Risk involved in Foreign Currency transactions

 Forex is highly volatile market which involve lot of risk during transactions. We are summarized here in brief
  1. Operational Risk:- It occurs due to human error, technical faults, system failure and infrastructure breakdown
  2. Exchange Risk:- Occurs due to fluctuation of exchange rates in different time zones
  3. Liquidity Risk:- Occurs due to mismatch in maturity pattern of assets and liabilities 
  4. Market Risk:- Occurs due to adverse movement of market parameters or when players are unable to exit quickly
  5. System Risk:- Risk in whole banking industry
  6. Country Risk:-  Occurs when counter-party is available in different country willing to perform his part work as per contract but unable to perform due to local government regulations.
  7. GAP/Interest Rate Risk- Banks buy and sell in spot and forward rates but sometime deals stuck before maturity or on maturity and ever after maturity.
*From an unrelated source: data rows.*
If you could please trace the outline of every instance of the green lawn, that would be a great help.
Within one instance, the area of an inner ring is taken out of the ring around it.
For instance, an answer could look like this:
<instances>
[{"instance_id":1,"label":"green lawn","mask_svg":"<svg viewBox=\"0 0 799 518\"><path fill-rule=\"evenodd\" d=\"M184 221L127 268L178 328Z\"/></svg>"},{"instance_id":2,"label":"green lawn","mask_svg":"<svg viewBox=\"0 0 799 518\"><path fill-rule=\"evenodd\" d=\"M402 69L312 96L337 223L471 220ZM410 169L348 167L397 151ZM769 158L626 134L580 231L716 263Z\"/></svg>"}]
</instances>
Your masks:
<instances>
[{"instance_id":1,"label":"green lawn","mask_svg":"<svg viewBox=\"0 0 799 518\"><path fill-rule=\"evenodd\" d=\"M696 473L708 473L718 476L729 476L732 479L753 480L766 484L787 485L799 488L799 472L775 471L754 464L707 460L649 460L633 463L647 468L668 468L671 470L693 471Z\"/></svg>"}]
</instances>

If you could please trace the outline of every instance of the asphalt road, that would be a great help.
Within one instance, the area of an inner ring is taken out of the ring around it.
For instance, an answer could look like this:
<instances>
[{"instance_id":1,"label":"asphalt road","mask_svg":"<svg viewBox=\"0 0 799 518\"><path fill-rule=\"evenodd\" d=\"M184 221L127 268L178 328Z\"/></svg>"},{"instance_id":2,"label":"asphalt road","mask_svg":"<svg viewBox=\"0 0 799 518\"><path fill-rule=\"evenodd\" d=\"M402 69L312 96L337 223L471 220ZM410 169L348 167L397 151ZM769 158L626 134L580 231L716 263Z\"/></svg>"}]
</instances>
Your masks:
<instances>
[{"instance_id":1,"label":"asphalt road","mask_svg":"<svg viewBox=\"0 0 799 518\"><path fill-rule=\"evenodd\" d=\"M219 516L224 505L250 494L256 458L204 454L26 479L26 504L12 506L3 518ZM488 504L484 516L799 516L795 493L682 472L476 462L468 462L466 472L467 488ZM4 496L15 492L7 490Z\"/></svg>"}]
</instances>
To compete this problem, bank creates a hedge to invest or make another contract with third party due to this contract , a GAP has created in Assets and Liabilities which is control by bank with help of Forward Rate Differentials. Hence this risk arises when implied rate and actual rate have  difference.
  8. Credit Risk:- Occurs due to default of counter-party on or before maturity. So it can be divided by two ways 1.Pre-Settlement Risk- When a party default before maturity of contract 2. Settlement Risk:- Failure of counter-party during settlement. It occurs due to party available in different time zones.